Heri menyebut, terkait penataan kendaraan, pengelola menyebut dilakukan oleh petugas parkir, namun belum jelas apakah petugas tersebut merupakan karyawan Perumda Pasar Pakuan Jaya atau dari pihak ketiga. Hal ini perlu diperjelas untuk memastikan tanggung jawab pengelolaan parkir pasar.
Pengelola pasar mengklaim adanya sistem pemilahan sampah organik dan non-organik, namun kenyataannya di lapangan tidak ditemukan praktik tersebut. Seluruh pengelolaan sampah sepenuhnya diserahkan kepada pihak ketiga. Mirisnya, dengan anggaran operasional pengelolaan pasar yang mencapai lebih dari Rp 5 miliar, belum terlihat adanya inovasi dalam pengolahan sampah internal pasar.
“Kenapa dengan anggaran sebesar itu tidak ada terobosan pengolahan sampah yang lebih baik? Ini menjadi catatan serius bagi kami,” ujarnya.
Saat sidak, Komisi III mencatat bau pesing tercium di hampir seluruh area pasar, bertolak belakang dengan klaim pengelola bahwa tidak ada kekumuhan atau bau tidak sedap.
“Faktanya, kondisi pasar sangat tidak nyaman, terutama di area sayur mayur yang penuh bau menyengat,” imbuhnya.
Jumlah petugas kebersihan pun belum jelas, dan akan diminta keterangan lanjutan mengenai total tenaga kebersihan yang tersedia.

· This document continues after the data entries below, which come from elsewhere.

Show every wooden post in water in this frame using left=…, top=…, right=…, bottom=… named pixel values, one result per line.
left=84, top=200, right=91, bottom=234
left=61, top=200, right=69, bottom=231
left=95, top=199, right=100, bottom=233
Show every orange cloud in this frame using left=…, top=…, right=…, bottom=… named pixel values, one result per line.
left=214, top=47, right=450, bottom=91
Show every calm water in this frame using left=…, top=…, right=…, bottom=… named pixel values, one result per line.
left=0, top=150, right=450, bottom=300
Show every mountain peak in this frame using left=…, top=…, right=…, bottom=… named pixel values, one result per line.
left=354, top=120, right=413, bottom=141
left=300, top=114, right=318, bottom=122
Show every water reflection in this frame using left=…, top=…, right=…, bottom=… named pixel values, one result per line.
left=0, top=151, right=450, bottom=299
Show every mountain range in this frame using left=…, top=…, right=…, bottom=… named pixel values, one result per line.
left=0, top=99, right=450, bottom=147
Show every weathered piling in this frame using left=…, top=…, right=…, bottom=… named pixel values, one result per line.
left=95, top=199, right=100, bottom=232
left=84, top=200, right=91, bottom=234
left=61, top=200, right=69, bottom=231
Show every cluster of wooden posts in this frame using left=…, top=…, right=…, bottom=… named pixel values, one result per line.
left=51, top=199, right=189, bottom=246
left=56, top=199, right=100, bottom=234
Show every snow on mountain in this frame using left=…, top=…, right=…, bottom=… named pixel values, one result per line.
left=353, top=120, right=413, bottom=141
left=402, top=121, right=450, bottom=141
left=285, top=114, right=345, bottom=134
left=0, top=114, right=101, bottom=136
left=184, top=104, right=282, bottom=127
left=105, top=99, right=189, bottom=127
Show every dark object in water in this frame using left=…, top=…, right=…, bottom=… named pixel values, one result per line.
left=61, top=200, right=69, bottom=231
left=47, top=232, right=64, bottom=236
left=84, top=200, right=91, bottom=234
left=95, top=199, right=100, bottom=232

Pengelola pasar menyebut total kapasitas kios dan los mencapai sekitar 1.500 unit dengan okupansi 80 persen atau sekitar 1.200 kios terisi. Namun, dalam sidak sebelumnya disampaikan hanya sekitar 900 kios yang terisi. Jika benar terdapat 1.200 kios aktif, maka pendapatan pasar diperkirakan lebih dari Rp 8 miliar, jauh di atas asumsi sebelumnya yang mengacu pada 900 kios.
Alumni Fahutan ini menfatakan, dalam sidak tersebut, fasilitas toilet yang diklaim tersedia dan berfungsi baik oleh pengelola, justru tidak tampak sama sekali di lokasi. Ini menimbulkan pertanyaan serius mengenai ketersediaan dan kebersihan fasilitas sanitasi pasar.

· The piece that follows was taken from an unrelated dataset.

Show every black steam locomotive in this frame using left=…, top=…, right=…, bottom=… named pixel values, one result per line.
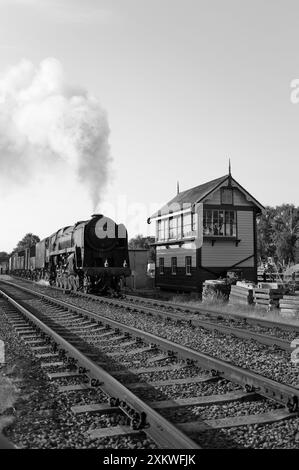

Heri menegaskan, perlunya evaluasi menyeluruh terhadap manajemen pasar, termasuk keterbukaan data jumlah pedagang, kondisi fisik bangunan, pengelolaan sampah, hingga kelayakan fasilitas umum.
“Kami tidak ingin pasar ini terus terabaikan. Fakta di lapangan jauh dari apa yang dilaporkan,” tutupnya.